Berdasarkan tulisan pada sebuah batu yang terletak sisi selatan bangunan utamanya, diduga bahwa Candi Palah dibangun pada awal abad 12 M, atas perintah Raja Srengga dari Kediri. Walaupun demikian, Candi Panataran terus mengalami pengembangan dan perbaikan sampai dengan, bahkan sesudah, masa pemerintahan Raja Hayam Wuruk. Dugaan ini didasarkan pada berbagai angka tahun yang tertulis pada berbagai tempat di candi ini yang berkisar antara tahun 1197 sampai tahun 1454 M. Seluruh areal Panataran, kecuali halaman yang berada di bagian tenggara, terbagi oleh dua jalur dinding yang melintang dari utara ke selatan menjadi tiga bagian.
a. Gerbang
Di sisi belakang emperan, di antara kedua arca Dwaraphala tersebut, terdapat tangga naik menuju ke pelataran depan. Di puncak tangga masih terdapat sisa-sisa pintu gerbang dari bahan batu bata merah. Pintu gerbang ini masih disebut-sebut oleh Jonathan Rigg dalam kunjungannya ke Candi Panataran pada tahun 1848.
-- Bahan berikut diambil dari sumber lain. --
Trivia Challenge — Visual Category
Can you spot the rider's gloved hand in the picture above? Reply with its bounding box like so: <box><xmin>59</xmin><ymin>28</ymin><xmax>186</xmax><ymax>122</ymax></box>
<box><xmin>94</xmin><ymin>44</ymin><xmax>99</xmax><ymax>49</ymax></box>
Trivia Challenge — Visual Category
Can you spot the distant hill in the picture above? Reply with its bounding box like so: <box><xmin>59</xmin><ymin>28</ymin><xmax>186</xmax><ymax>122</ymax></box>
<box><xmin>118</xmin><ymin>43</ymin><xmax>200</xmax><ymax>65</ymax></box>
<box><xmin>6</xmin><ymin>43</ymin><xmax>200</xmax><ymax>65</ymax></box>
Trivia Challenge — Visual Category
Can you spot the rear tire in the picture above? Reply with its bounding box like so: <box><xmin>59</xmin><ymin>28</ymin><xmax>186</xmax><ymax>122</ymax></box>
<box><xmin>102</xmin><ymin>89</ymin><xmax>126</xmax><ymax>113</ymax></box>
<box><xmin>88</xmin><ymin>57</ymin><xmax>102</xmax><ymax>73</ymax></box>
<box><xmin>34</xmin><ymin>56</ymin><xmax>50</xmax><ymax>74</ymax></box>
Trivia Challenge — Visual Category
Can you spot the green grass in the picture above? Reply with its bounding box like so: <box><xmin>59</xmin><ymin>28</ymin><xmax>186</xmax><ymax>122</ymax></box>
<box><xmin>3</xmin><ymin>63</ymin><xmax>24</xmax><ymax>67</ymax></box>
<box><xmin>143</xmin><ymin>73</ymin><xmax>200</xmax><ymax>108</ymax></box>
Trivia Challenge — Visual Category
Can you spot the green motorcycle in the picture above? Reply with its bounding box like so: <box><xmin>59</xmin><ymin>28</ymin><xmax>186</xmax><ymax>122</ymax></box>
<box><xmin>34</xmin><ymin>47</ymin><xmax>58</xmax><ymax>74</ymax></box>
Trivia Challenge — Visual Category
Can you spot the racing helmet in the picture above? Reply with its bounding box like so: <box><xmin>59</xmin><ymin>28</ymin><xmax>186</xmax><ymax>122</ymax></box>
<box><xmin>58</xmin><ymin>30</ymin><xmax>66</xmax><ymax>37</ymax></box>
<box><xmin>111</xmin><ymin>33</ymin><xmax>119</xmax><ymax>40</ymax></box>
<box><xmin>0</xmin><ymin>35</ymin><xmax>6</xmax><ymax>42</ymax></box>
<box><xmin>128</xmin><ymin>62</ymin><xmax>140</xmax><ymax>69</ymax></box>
Susunan Candi Panataran memang menarik karena letak bangunan yang satu dengan yang lainnya berhadap-hadapan, berjajar dari depan ke belakang, sehingga sepintas kelihatan agak membingungkan. Susunan bangunan semacam ini mirip dengan susunan pura di Bali. Dalam susunan seperti ini, bangunan yang paling suci terletak di pelataran paling dalam atau paling belakang, yaitu yang paling dekat dengan gunung.
b. Pelataran Depan
Pada lantai terdapat beberapa umpak batu yang diperkirakan fungsinya dahulu adalah sebagai penumpu tiang-tiang kayu penyangga atap. Seluruh lantai terbuat dari batu, dihiasi pahatan naga yang melilit di sekeliling dinding lantai dan kepalanya menyembul di setiap sudut lantai.
Di pertengahan setiap sisi terdapat tangga diapit dua buah arca Mahakala. Semua arca Mahakala masih berada di tempatnya kecuali yang berada di sisi timur.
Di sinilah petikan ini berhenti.